Maximum Likelihood Estimation

Estimating Parameters of Distributions

We almost never know the true distribution of a data sample.

  • We might hypothesize a family of distributions that capture broad characteristics of the data (locations, scale and shape).
  • However, there may be a set of one or more parameters of the distribution that we don’t know.
  • Typically we use the data to estimate the unknown parameters.

Joint Densities

Suppose we have a collection of random variables \({\bf Y} = (Y_1, \ldots, Y_n)'\).

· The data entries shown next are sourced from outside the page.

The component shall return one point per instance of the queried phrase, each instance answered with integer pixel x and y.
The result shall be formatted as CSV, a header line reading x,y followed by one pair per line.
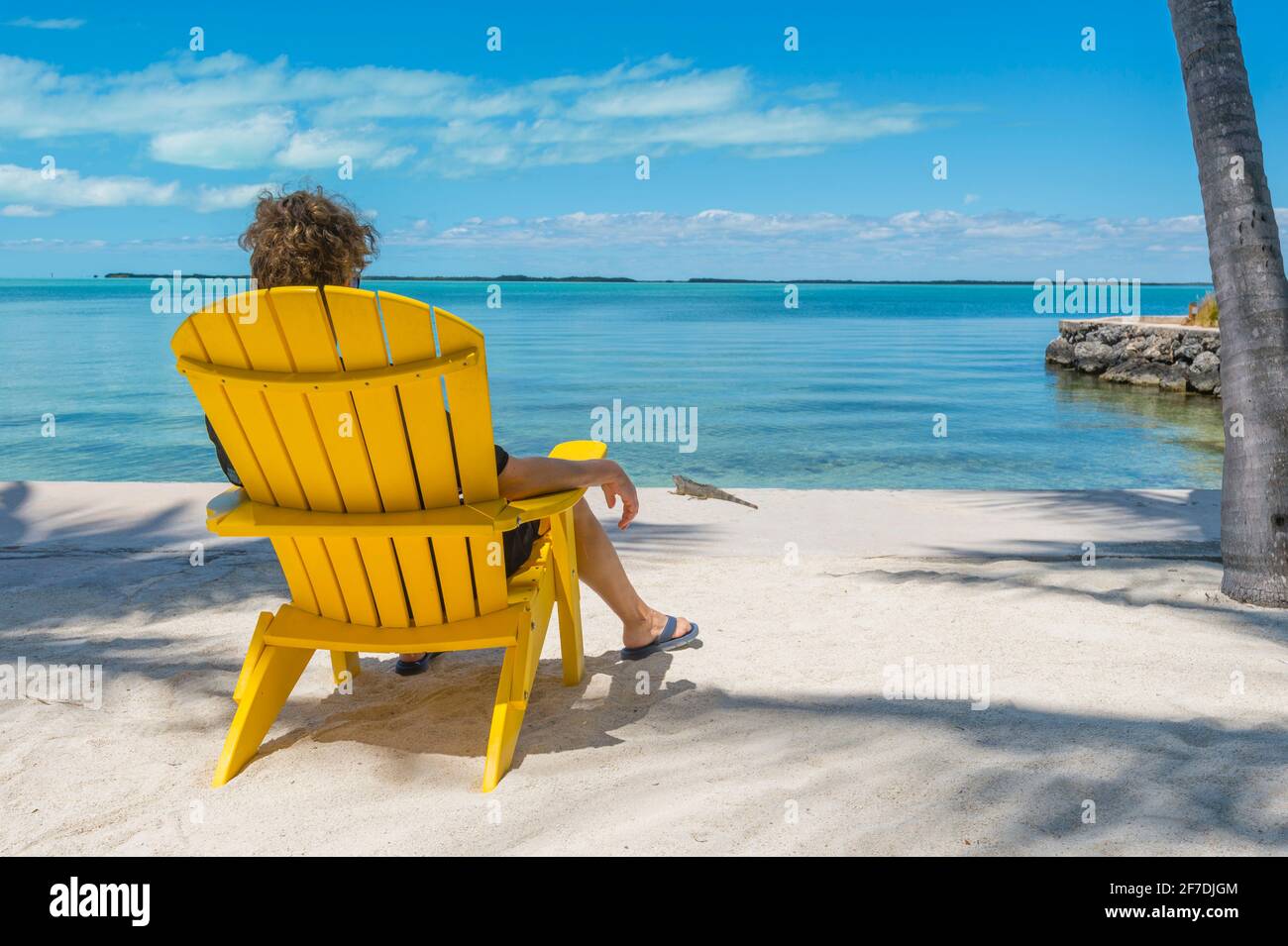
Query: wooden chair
x,y
381,506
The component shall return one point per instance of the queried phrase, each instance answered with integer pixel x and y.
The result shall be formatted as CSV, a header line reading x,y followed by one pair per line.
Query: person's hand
x,y
618,484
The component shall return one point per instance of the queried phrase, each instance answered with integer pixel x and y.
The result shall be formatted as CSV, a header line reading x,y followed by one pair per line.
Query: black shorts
x,y
518,546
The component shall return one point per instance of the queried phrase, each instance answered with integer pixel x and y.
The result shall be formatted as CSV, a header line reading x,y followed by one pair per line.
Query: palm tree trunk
x,y
1252,295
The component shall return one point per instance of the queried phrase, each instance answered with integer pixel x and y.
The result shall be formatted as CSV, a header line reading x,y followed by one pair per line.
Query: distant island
x,y
627,279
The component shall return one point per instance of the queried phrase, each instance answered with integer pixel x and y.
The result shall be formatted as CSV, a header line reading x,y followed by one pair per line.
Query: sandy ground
x,y
1131,684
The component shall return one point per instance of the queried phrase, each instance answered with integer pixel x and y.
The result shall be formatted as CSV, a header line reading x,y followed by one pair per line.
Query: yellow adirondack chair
x,y
331,407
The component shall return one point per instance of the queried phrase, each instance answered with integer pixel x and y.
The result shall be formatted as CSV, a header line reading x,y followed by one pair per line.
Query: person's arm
x,y
527,476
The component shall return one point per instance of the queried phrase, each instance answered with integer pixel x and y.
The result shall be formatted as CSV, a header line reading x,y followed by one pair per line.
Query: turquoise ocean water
x,y
840,392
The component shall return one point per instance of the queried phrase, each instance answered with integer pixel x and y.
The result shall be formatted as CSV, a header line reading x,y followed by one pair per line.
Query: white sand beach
x,y
1116,683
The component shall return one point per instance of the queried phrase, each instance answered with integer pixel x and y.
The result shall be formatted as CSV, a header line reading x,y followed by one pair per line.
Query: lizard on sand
x,y
703,490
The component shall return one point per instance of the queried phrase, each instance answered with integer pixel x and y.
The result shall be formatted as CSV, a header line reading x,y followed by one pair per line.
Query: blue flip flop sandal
x,y
665,641
410,668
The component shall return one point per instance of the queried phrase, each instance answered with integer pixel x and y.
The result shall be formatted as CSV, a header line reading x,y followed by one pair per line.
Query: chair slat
x,y
410,330
476,457
362,345
266,433
218,407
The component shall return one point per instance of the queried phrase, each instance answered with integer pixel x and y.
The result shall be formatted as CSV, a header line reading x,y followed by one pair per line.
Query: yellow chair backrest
x,y
338,400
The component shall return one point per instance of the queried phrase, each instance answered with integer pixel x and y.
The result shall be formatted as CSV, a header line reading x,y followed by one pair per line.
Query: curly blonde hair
x,y
307,239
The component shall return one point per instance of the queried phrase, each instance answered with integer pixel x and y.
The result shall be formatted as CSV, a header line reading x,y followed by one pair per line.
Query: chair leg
x,y
344,662
274,676
514,688
568,596
253,653
506,721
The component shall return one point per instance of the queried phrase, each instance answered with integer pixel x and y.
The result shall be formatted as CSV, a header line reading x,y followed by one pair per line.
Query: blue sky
x,y
764,162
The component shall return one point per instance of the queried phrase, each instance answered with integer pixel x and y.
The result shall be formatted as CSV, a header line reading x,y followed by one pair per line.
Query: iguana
x,y
703,490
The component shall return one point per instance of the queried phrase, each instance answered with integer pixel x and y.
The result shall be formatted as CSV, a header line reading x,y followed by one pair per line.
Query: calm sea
x,y
840,392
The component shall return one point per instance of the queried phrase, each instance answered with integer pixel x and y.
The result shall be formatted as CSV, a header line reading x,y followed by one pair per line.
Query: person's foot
x,y
644,631
411,665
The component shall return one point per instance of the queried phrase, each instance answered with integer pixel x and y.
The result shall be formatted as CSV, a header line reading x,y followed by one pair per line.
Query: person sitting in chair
x,y
312,239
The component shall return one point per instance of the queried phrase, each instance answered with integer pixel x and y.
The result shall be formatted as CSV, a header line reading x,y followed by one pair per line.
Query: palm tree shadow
x,y
447,712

  • We view a data sample of size \(n\) as one realization of each random variable: \({\bf y} = (y_1, \ldots, y_n)'\).
  • The joint cumulative density of \({\bf Y}\) is
\[\begin{split}F_{{\bf Y}}({\bf y}) & = P(Y_1 \leq y_1, \ldots, Y_n \leq y_n).\end{split}\]

Joint Densities

  • The joint probability density of \({\bf Y}\) is
\[\begin{split}f_{{\bf Y}}({\bf y}) & = \frac{\partial^n F_{{\bf Y}}({\bf y})}{\partial Y_1 \ldots \partial Y_n}.\end{split}\]

since

\[\begin{split}F_{{\bf Y}}({\bf y})& = \int_{-\infty}^{y_1}\ldots \int_{-\infty}^{y_n} f_{{\bf Y}}({\bf a}) \,\, da_1 \ldots da_n.\end{split}\]

Independence

When \(Y_1, \ldots, Y_n\) are independent of each other and have identical distributions:

  • We say that they are independent and identically distributed, or i.i.d.
  • When \(Y_1, \ldots, Y_n\) are i.i.d., they have the same marginal densities:
\[\begin{split}f_{Y_1}(y) & = \ldots = f_{Y_n}(y).\end{split}\]

Independence

Further, when \(Y_1, \ldots, Y_n\) are i.i.d.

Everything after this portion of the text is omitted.